Dogmatisierung statt Differenzierung
Nehmen wir die beiden Megathemen Migration und Klima. Handtuchschmal ist da der argumentative Zwischenraum geworden. Dieselbe Epoche, die im Namen der Differenz antrat und in der Dogmatisierung
von Vielfalt zu enden droht, diese westliche Moderne, schätzt theoretisch, was sie praktisch ablehnt: das Abwägen, das Zögern, die Eigensinnigkeit. Wer in der Flüchtlingspolitik auf einem
nationalstaatlichen Vorbehalt beharrt, wer das Gemeinwohl aufruft und nach sozialen Folgekosten fragt, der wird mit dem Vorwurf konfrontiert, er wolle Menschen im Mittelmeer ertrinken lassen. Wer
vom Leid fremder Menschen berührt wird und auf praktische Anteilnahme drängt, der kann in den Ruch geraten, das Land islamisieren und einen „Bevölkerungsaustausch“ vorantreiben zu wollen. Auf
beiden Pfaden verdummen wir intellektuell und verrohen wir seelisch.

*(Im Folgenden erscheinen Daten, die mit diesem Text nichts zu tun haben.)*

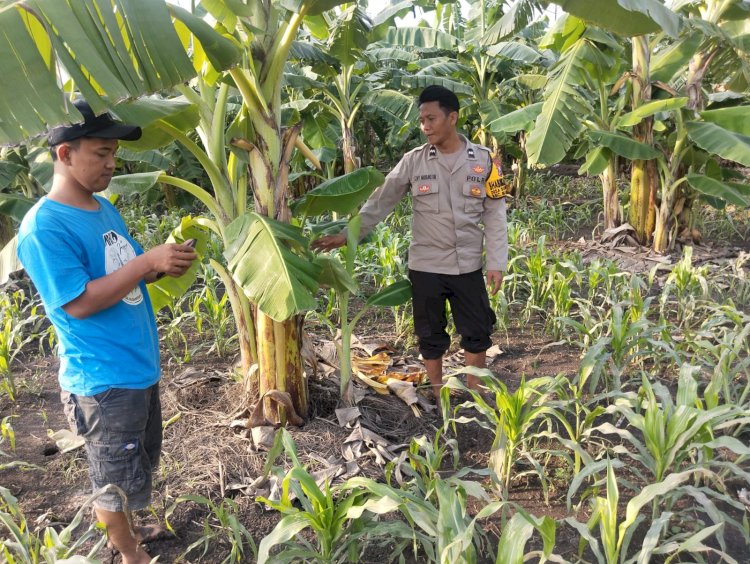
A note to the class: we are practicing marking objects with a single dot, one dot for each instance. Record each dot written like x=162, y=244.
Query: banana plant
x=343, y=196
x=90, y=41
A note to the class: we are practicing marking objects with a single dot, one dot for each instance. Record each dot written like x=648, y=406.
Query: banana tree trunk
x=521, y=170
x=7, y=230
x=280, y=366
x=610, y=195
x=644, y=177
x=351, y=161
x=279, y=343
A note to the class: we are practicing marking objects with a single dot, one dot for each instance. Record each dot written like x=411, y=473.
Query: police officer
x=446, y=178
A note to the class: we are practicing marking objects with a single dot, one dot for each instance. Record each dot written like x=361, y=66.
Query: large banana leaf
x=342, y=195
x=624, y=145
x=9, y=172
x=717, y=189
x=260, y=257
x=117, y=48
x=559, y=122
x=626, y=17
x=719, y=141
x=649, y=109
x=15, y=205
x=420, y=38
x=148, y=112
x=596, y=161
x=517, y=120
x=735, y=119
x=9, y=262
x=405, y=81
x=394, y=295
x=383, y=54
x=350, y=36
x=392, y=106
x=167, y=289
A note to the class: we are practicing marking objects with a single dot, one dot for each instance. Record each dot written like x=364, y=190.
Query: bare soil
x=202, y=455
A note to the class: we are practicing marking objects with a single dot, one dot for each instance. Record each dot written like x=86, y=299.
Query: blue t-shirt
x=63, y=248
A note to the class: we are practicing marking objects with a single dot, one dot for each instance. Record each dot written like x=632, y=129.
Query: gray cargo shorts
x=122, y=430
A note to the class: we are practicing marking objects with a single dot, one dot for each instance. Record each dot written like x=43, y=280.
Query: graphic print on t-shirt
x=117, y=253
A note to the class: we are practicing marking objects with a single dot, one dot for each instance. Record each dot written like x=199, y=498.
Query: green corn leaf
x=15, y=205
x=285, y=530
x=166, y=290
x=261, y=258
x=333, y=274
x=736, y=119
x=395, y=294
x=649, y=109
x=625, y=17
x=624, y=146
x=517, y=120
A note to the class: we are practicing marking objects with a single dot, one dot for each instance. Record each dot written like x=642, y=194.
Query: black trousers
x=470, y=306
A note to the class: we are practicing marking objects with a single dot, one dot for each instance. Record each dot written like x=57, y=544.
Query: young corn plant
x=538, y=270
x=222, y=526
x=668, y=436
x=516, y=533
x=212, y=314
x=612, y=543
x=434, y=500
x=517, y=419
x=22, y=544
x=340, y=518
x=721, y=346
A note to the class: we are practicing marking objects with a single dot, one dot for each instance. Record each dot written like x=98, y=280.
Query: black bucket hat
x=102, y=127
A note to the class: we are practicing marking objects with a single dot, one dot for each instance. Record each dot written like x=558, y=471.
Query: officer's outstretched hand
x=494, y=281
x=329, y=242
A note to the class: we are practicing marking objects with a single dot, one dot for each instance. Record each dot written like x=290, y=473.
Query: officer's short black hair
x=447, y=99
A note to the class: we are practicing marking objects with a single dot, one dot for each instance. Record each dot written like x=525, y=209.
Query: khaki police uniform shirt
x=449, y=205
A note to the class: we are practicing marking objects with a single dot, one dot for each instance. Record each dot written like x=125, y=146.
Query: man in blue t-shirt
x=92, y=278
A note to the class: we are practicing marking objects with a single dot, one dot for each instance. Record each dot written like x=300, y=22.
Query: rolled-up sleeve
x=495, y=234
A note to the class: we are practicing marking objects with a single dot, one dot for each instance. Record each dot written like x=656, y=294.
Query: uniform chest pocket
x=425, y=196
x=473, y=197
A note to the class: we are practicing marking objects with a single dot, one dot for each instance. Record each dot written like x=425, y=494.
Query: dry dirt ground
x=202, y=455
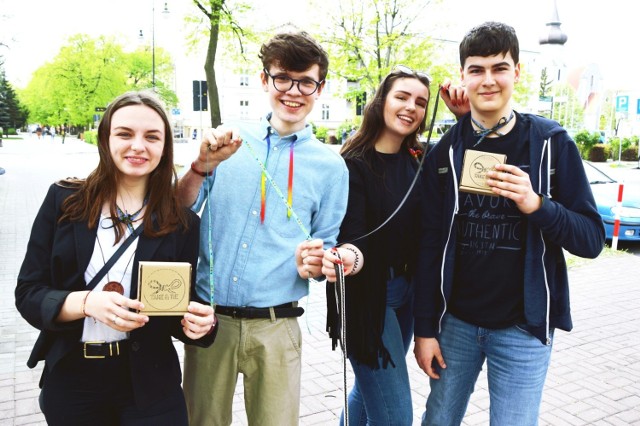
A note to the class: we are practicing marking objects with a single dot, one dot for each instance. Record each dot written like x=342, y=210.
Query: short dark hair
x=489, y=39
x=294, y=51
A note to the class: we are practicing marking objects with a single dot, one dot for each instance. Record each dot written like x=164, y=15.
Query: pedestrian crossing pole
x=616, y=221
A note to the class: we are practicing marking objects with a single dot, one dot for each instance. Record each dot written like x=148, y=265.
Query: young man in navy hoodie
x=492, y=284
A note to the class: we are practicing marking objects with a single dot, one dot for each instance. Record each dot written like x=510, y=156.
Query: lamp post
x=165, y=11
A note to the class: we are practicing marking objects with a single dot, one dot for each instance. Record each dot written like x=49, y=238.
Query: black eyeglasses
x=406, y=70
x=283, y=83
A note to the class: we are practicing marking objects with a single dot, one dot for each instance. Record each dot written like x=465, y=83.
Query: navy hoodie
x=568, y=219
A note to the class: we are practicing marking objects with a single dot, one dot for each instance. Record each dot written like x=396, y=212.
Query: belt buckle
x=97, y=342
x=101, y=342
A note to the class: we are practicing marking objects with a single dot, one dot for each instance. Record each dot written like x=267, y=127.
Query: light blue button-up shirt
x=253, y=263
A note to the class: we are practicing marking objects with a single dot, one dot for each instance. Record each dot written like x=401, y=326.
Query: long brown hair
x=364, y=139
x=100, y=186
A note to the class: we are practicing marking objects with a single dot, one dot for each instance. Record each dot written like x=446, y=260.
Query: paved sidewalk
x=594, y=377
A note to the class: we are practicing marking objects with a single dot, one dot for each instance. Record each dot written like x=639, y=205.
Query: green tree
x=366, y=39
x=140, y=72
x=567, y=109
x=545, y=84
x=12, y=113
x=219, y=21
x=88, y=73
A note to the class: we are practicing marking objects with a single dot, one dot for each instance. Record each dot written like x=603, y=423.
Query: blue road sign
x=622, y=104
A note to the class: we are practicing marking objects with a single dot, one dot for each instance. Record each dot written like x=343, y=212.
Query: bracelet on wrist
x=198, y=172
x=84, y=304
x=355, y=262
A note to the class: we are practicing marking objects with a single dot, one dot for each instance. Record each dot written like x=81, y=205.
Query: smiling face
x=404, y=108
x=136, y=141
x=489, y=81
x=290, y=108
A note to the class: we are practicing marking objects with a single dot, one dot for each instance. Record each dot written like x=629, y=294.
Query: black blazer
x=56, y=259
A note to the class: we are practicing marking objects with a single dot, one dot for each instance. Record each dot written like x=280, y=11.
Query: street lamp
x=165, y=12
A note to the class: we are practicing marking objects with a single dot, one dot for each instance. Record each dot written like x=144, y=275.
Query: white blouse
x=121, y=272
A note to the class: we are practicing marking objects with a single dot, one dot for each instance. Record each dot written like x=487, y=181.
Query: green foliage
x=545, y=83
x=12, y=113
x=366, y=39
x=88, y=73
x=91, y=137
x=567, y=109
x=322, y=133
x=624, y=149
x=216, y=22
x=347, y=127
x=630, y=154
x=586, y=141
x=598, y=153
x=523, y=91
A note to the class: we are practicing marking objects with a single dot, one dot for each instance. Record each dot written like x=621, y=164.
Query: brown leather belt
x=287, y=310
x=99, y=350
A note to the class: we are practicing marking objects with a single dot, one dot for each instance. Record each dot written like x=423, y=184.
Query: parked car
x=605, y=191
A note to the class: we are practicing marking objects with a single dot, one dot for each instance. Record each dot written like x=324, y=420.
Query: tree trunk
x=209, y=67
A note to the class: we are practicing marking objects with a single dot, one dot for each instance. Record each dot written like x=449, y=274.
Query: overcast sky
x=601, y=32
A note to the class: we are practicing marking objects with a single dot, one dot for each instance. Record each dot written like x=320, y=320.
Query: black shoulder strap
x=96, y=279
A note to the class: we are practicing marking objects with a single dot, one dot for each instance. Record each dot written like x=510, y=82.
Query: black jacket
x=56, y=259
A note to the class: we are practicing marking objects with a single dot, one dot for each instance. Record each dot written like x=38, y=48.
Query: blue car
x=605, y=192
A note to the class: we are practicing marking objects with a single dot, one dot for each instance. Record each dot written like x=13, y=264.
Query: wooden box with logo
x=164, y=287
x=475, y=166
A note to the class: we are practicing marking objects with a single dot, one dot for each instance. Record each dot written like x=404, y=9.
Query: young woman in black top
x=382, y=157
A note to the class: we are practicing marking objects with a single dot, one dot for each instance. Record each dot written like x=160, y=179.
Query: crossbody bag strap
x=101, y=273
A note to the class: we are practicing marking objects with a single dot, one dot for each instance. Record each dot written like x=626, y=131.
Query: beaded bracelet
x=355, y=262
x=198, y=172
x=84, y=303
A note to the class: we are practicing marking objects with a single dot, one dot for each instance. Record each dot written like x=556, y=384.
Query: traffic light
x=200, y=100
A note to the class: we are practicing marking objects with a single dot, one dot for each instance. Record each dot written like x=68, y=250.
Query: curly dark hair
x=294, y=51
x=489, y=39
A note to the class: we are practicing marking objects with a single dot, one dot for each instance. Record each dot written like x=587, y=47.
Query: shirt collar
x=266, y=129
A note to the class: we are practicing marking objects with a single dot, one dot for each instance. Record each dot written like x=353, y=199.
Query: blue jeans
x=517, y=365
x=382, y=396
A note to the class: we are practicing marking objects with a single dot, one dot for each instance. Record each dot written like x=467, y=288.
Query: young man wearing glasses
x=492, y=280
x=256, y=255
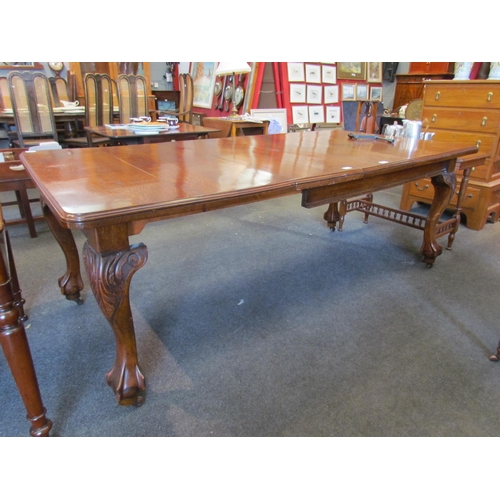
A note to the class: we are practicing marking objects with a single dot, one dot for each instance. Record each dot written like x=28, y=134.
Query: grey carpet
x=259, y=321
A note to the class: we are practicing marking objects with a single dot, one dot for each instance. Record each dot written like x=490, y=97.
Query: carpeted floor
x=259, y=321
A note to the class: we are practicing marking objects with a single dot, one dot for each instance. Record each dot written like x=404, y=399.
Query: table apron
x=322, y=195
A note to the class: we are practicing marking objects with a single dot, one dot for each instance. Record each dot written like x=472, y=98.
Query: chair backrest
x=98, y=99
x=132, y=90
x=186, y=98
x=32, y=106
x=60, y=91
x=5, y=102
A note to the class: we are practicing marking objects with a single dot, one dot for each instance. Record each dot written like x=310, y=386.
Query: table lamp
x=232, y=69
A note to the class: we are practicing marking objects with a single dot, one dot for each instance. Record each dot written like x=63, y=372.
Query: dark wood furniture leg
x=71, y=282
x=444, y=187
x=17, y=352
x=110, y=263
x=496, y=357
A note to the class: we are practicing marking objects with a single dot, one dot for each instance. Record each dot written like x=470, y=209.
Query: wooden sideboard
x=411, y=86
x=466, y=112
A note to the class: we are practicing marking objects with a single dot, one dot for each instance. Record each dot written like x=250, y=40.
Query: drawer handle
x=421, y=189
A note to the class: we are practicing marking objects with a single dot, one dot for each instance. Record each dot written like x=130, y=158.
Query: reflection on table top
x=94, y=185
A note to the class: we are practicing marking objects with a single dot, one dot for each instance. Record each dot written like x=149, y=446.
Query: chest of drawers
x=465, y=112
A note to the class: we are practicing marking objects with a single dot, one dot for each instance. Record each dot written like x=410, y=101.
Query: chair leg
x=15, y=345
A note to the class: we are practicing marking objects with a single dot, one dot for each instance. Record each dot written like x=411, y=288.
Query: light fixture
x=232, y=68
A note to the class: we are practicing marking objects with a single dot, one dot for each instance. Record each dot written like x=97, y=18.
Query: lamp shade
x=232, y=68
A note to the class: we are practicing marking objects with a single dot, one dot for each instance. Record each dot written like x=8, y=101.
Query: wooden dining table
x=126, y=135
x=112, y=193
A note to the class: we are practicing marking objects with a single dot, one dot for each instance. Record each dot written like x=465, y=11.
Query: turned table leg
x=444, y=187
x=336, y=213
x=17, y=352
x=110, y=274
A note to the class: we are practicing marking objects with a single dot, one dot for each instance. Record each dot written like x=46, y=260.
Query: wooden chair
x=14, y=341
x=13, y=177
x=185, y=112
x=32, y=107
x=133, y=95
x=59, y=89
x=98, y=109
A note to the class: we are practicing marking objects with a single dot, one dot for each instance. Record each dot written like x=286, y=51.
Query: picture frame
x=278, y=114
x=314, y=94
x=297, y=92
x=203, y=75
x=361, y=92
x=329, y=74
x=351, y=70
x=375, y=93
x=313, y=73
x=333, y=114
x=316, y=114
x=300, y=114
x=331, y=94
x=296, y=72
x=374, y=72
x=348, y=91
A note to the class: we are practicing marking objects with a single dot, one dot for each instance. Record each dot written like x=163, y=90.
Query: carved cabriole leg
x=336, y=213
x=444, y=187
x=110, y=274
x=71, y=282
x=17, y=352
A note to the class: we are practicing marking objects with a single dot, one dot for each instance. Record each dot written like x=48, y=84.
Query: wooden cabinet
x=411, y=86
x=465, y=112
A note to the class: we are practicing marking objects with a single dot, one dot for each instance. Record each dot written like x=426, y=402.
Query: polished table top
x=111, y=193
x=94, y=186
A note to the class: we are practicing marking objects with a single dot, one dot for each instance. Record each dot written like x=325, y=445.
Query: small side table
x=234, y=128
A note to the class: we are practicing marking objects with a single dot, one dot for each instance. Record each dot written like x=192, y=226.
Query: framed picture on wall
x=375, y=93
x=316, y=114
x=331, y=93
x=333, y=114
x=329, y=74
x=313, y=74
x=314, y=94
x=296, y=72
x=203, y=75
x=300, y=114
x=361, y=92
x=351, y=71
x=297, y=92
x=374, y=72
x=348, y=91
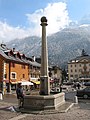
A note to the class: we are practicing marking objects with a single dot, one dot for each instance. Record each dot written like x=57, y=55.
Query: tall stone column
x=44, y=81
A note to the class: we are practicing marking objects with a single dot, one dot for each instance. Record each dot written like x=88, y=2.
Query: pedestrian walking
x=20, y=95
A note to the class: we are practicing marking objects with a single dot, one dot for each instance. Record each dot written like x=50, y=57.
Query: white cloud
x=56, y=14
x=8, y=32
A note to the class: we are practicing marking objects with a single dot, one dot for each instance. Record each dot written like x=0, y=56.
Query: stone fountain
x=44, y=100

Noch unredlicher verläuft das Ping-Pong-Spiel von Stolz und Vorurteil in der Klimadebatte, die deshalb nur in Aus-nahmefällen eine Debatte ist. Die einen sagen, die Welt sterbe, der Planet Erde
brenne, es sei eigentlich alles schon zu spät, weshalb drastischste Sofortmaßnahmen alternativlos seien. Der „Jugendrat der Generationenstiftung“ fordert ein sofortiges „Verbot von Inlandsflügen
und Kurzstreckenflügen bis 1000 km“ und ein Tempolimit von 30 km/h in allen Städten. Wer diesen oder vergleichbaren Forderungen nicht zustimmt, habe die Erde auf dem Gewissen, sei also böse, ein
Mörder. Von der klimapolitisch gegenüberliegenden Seite heißt es, der Mensch habe keinen oder einen derart geringen Einfluss auf das Klima, dass wir an unserem Umgang mit den natürlichen
Ressourcen gar nichts ändern müssten. Auch hier gilt: Ein Königreich für eine Atempause, ein Ausscheren, ein Nachdenken.
Die Kunst des Eigensinns
Natürlich: Sich einen schlanken Fuß machen, wenn Entscheidungen gefragt sind, kann feige sein und dumm. Das endlose Räsonieren, die ewige Ironie taugen nicht zum Ideal. Wer nie Position bezieht,
schenkt der Unvernunft billige Triumphe. Aber genauso wahr ist: In Reih und Glied stirbt alle Freiheit. In den Zwischenräumen wächst das Leben, in Brüchen gedeiht Kunst, im Unverfugten und darum
Unverfügbaren keimt Erkenntnis.
Wer mag, kann diesen Zusammenhang mit den Worten Jorge Luis Borges' ins Metaphysische wenden: „Die Zukunft ist unvermeidlich, präzise; aber es mag sein, dass sie nicht zustande kommt. Gott lauert
in den Intervallen.“ Wir sollten die Kunst des Eigensinns und der Nachdenklichkeit wieder erlernen – nicht nur zwischen den Jahren.